Enquanto Luiz Inácio Lula da Silva (PT) se tornou o presidente da República que mais pagou emendas parlamentares na história, conforme revelou o jornal O Estado de S. Paulo, partidos da oposição se uniram para afrouxar a Lei da Ficha Limpa no Congresso, fazendo com que o período de oito anos de inelegibilidade conte a partir da condenação de um político, e não mais da conclusão da pena.
O procurador não eximiu de responsabilidade o STF (Supremo Tribunal Federal), órgão de cúpula do Judiciário brasileiro. “O Supremo decidiu que só se pode levar à prisão após condenação em quatro instâncias, [enquanto] em todo o mundo ocidental se leva à prisão após a condenação em primeiro ou segundo grau. Nós temos 54 mil autoridades com foto privilegiado e, como se não fosse suficiente, o tribunal estendeu [a prerrogativa de foro] aos ex-mandatários“, afirmou Livianu.
A corte enfrenta uma crise de imagem em razão do afastamento do ministro Dias Toffoli da relatoria do inquérito do Banco Master, provocado pela revelação de relações financeiras e trocas de mensagens do magistrado com Daniel Vorcaro, dono da empresa investigada.

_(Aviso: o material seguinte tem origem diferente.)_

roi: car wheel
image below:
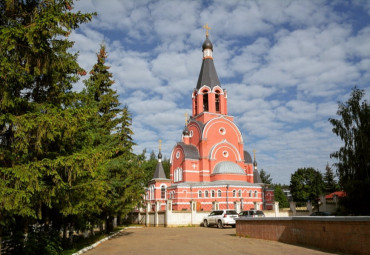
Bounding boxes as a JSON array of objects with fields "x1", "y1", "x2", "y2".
[
  {"x1": 203, "y1": 220, "x2": 209, "y2": 228},
  {"x1": 217, "y1": 220, "x2": 224, "y2": 228}
]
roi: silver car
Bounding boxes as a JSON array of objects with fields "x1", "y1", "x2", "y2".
[
  {"x1": 239, "y1": 210, "x2": 265, "y2": 218},
  {"x1": 203, "y1": 210, "x2": 238, "y2": 228}
]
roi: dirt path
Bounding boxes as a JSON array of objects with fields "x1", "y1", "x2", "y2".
[{"x1": 85, "y1": 227, "x2": 342, "y2": 255}]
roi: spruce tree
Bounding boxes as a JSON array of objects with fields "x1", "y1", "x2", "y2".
[
  {"x1": 0, "y1": 0, "x2": 96, "y2": 253},
  {"x1": 83, "y1": 45, "x2": 144, "y2": 232}
]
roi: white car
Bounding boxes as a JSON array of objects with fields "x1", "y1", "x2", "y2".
[{"x1": 203, "y1": 210, "x2": 238, "y2": 228}]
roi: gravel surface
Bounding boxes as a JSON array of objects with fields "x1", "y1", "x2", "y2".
[{"x1": 84, "y1": 227, "x2": 338, "y2": 255}]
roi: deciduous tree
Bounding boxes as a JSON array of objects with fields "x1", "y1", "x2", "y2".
[
  {"x1": 290, "y1": 167, "x2": 324, "y2": 207},
  {"x1": 329, "y1": 88, "x2": 370, "y2": 215}
]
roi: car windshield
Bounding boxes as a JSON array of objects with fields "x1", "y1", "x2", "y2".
[{"x1": 226, "y1": 211, "x2": 238, "y2": 215}]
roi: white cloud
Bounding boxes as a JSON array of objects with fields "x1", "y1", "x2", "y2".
[{"x1": 71, "y1": 0, "x2": 370, "y2": 183}]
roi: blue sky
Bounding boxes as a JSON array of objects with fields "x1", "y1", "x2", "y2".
[{"x1": 70, "y1": 0, "x2": 370, "y2": 184}]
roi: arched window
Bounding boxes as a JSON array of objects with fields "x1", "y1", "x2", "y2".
[
  {"x1": 194, "y1": 92, "x2": 198, "y2": 115},
  {"x1": 173, "y1": 168, "x2": 182, "y2": 182},
  {"x1": 203, "y1": 90, "x2": 208, "y2": 112},
  {"x1": 215, "y1": 90, "x2": 220, "y2": 112},
  {"x1": 149, "y1": 185, "x2": 154, "y2": 200},
  {"x1": 161, "y1": 185, "x2": 166, "y2": 199}
]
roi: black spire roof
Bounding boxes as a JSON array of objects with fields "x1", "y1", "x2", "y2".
[
  {"x1": 197, "y1": 36, "x2": 221, "y2": 89},
  {"x1": 153, "y1": 151, "x2": 167, "y2": 179}
]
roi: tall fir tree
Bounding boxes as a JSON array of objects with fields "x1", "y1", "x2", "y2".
[
  {"x1": 0, "y1": 0, "x2": 109, "y2": 251},
  {"x1": 82, "y1": 45, "x2": 143, "y2": 232}
]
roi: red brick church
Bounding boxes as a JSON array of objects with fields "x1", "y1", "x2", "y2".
[{"x1": 146, "y1": 27, "x2": 274, "y2": 211}]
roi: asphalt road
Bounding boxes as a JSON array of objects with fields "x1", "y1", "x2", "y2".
[{"x1": 84, "y1": 227, "x2": 339, "y2": 255}]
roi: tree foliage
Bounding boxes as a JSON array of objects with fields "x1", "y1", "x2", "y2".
[
  {"x1": 329, "y1": 88, "x2": 370, "y2": 215},
  {"x1": 289, "y1": 167, "x2": 324, "y2": 203},
  {"x1": 323, "y1": 164, "x2": 339, "y2": 194},
  {"x1": 0, "y1": 0, "x2": 144, "y2": 251},
  {"x1": 274, "y1": 185, "x2": 289, "y2": 208}
]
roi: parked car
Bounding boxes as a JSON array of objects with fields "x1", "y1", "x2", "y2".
[
  {"x1": 310, "y1": 212, "x2": 332, "y2": 216},
  {"x1": 239, "y1": 210, "x2": 265, "y2": 218},
  {"x1": 203, "y1": 210, "x2": 238, "y2": 228}
]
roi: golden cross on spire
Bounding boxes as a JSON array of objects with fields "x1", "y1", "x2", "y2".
[
  {"x1": 185, "y1": 112, "x2": 188, "y2": 126},
  {"x1": 203, "y1": 24, "x2": 211, "y2": 37}
]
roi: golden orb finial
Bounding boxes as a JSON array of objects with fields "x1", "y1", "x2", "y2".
[{"x1": 203, "y1": 24, "x2": 211, "y2": 37}]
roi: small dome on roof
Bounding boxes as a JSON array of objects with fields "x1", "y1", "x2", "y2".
[
  {"x1": 202, "y1": 36, "x2": 213, "y2": 51},
  {"x1": 212, "y1": 161, "x2": 245, "y2": 175},
  {"x1": 182, "y1": 126, "x2": 190, "y2": 136}
]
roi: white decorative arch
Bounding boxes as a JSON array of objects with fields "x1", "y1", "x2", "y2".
[
  {"x1": 212, "y1": 85, "x2": 224, "y2": 95},
  {"x1": 198, "y1": 85, "x2": 212, "y2": 95},
  {"x1": 188, "y1": 121, "x2": 202, "y2": 138},
  {"x1": 208, "y1": 139, "x2": 241, "y2": 161},
  {"x1": 202, "y1": 116, "x2": 243, "y2": 143},
  {"x1": 170, "y1": 144, "x2": 185, "y2": 164}
]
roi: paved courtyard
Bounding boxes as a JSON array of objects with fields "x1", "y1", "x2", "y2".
[{"x1": 85, "y1": 227, "x2": 339, "y2": 255}]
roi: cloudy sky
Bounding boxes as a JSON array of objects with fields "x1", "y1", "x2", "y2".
[{"x1": 70, "y1": 0, "x2": 370, "y2": 184}]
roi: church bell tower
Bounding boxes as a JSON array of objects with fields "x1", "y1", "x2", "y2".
[{"x1": 192, "y1": 25, "x2": 227, "y2": 118}]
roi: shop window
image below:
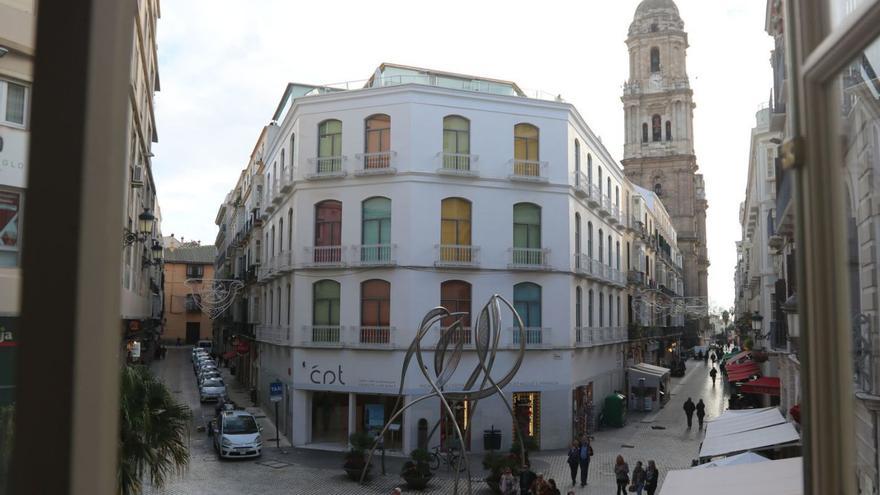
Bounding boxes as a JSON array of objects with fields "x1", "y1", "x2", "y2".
[{"x1": 511, "y1": 392, "x2": 541, "y2": 448}]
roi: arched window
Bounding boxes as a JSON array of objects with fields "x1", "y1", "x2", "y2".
[
  {"x1": 443, "y1": 115, "x2": 471, "y2": 170},
  {"x1": 314, "y1": 200, "x2": 342, "y2": 263},
  {"x1": 440, "y1": 280, "x2": 471, "y2": 332},
  {"x1": 312, "y1": 280, "x2": 339, "y2": 328},
  {"x1": 360, "y1": 280, "x2": 391, "y2": 344},
  {"x1": 513, "y1": 282, "x2": 541, "y2": 330},
  {"x1": 513, "y1": 203, "x2": 541, "y2": 252},
  {"x1": 364, "y1": 114, "x2": 391, "y2": 170},
  {"x1": 587, "y1": 222, "x2": 593, "y2": 260},
  {"x1": 513, "y1": 124, "x2": 541, "y2": 177},
  {"x1": 317, "y1": 120, "x2": 342, "y2": 173},
  {"x1": 587, "y1": 289, "x2": 595, "y2": 327},
  {"x1": 361, "y1": 197, "x2": 391, "y2": 263}
]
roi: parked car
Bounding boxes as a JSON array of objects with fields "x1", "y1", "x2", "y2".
[
  {"x1": 214, "y1": 410, "x2": 263, "y2": 458},
  {"x1": 199, "y1": 379, "x2": 226, "y2": 402}
]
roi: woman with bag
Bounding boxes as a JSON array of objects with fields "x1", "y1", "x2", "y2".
[
  {"x1": 629, "y1": 461, "x2": 646, "y2": 495},
  {"x1": 614, "y1": 455, "x2": 629, "y2": 495}
]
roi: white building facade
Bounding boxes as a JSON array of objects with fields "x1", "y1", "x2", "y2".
[{"x1": 232, "y1": 64, "x2": 680, "y2": 451}]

Neste contexto, cresce a pressão da sociedade civil pela adoção de um Código de Conduta que limite as relações institucionais dos membros da corte. Para Livianu, as regras definidas devem valer para os cinco tribunais superiores brasileiros e “vacinarem” seus magistrados contra conflitos de interesses, convites para eventos luxuosos e caronas em jatinhos de empresários investigados.
Leia a íntegra
IstoÉ Mesmo com a ampla exposição das relações promíscuas entre representantes do Estado e instituições privadas, não há uma força-tarefa dedicada a investigar autoridades ou mobilizações populares contra a corrupção como havia no período precedente à Lava Jato. Como enfrentar esse dilema?
Roberto Livianu Vivemos um momento de dificuldade e estagnação do combate à corrupção, e ele começou em 2015. Até 2015, nós tivemos construções legais, leis importantes que foram aprovadas, tivemos a Lei de Acesso à Informação, a Lei de Improbidade Administrativa, a Lei Anticorrupção, a Lei da Delação Premiada, um conjunto de leis que geraram proteção jurídica ao patrimônio público.
Um ano depois do início da Lava Jato, chegaram à Câmara dos Deputados as 10 medidas contra a corrupção, com 2,5 milhões assinaturas. Os parlamentares entenderam que aquilo era uma afronta a eles e, a partir dali começamos a descer a ladeira em matéria de combate à corrupção. Os deputados aprovaram uma nova Lei de Abuso de Autoridade em retaliação a membros da magistratura e do Ministério Público, uma versão sucateada da Lei de Impobridade.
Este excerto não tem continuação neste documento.